I know it hides under many layers of violent misogyny and sterile Manuwadi patriarchy.
Indeed, I know that many of the Dravidian lands and societies of today are certainly not the best places for women. And though they might not be the worst, with the world as fucked up in its sexism and cowardly masculinity as it is today, that’s really not saying much at all.
As a father to a brilliant warrior girl, I necessarily think about the various forms of patriarchy and misogyny in the world around us that my daughter will have to struggle and fight against. We are a border-busting family, or at least we try to be, so these thoughts always take place across multiple societies and possibilities, be they Minneapolis, Toronto, southern India, or who the fuck knows what the future might bring?

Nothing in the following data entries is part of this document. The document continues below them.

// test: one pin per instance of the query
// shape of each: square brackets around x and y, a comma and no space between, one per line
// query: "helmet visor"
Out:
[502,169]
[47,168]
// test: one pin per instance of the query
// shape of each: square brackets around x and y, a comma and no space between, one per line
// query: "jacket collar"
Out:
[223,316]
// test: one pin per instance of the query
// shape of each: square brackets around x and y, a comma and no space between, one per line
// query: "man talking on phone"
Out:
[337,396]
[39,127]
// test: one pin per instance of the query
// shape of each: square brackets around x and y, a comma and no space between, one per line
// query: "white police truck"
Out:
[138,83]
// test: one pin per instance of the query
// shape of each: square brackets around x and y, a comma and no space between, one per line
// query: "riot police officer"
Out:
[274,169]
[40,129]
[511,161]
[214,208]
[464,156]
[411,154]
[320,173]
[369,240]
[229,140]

I have no doubt that she will fight those fights of collective liberation, wherever she may be, with far greater glory and courage than I could ever muster in a million lifetimes.
But I still worry. And thus want to arm her with as much knowledge and as many skills as I can cram into her brilliant little mind. I am doing that, I believe, with slow but hopefully ever-increasing success. I better prove I’m no slouch. I’m a warrior-appa after all.
Her soul however is far greater than I can ever imagine.
Her soul, like her mother’s, is far older, far wiser, far braver, and far more divine, than mine ever will be. I have no way of meeting her spiritually, other than in obeisance and, dare I say it, worship. It liberates me as a man to really engage with the nuances of fatherhood from the standpoint of awe, occasionally infuriating awe (she’s a toddler after all), but awe nonetheless.
This inclination of mine to understand my happiness and well being as a human being in direct conjunction with my sense of reverence for my female loved ones is, I believe, partly due to Dravidian matriarchy, somewhere, somehow, surviving spiritually in my being. Overcoming the many millennia of misogyny and patriarchy embedded in our times, Dravidian matriarchy remains in me, as do other matriarchies – guiding me, nurturing me, despite the inherent ignorance of my maleness.
As a small realization of the self in connection across time and space, universes and lifetimes, that kicks a lot of ass.
For I know that when Daya and her sisters finds themselves tired and weary, battling on, in whatever way they must, as the freedom fighters of tomorrow…
They can always wrench hope from the matriarchal roots of their warrior selves, be they Dravidian or Germanic, indigenous or adopted, somewhere or everywhere.
And for that, I am very, very grateful.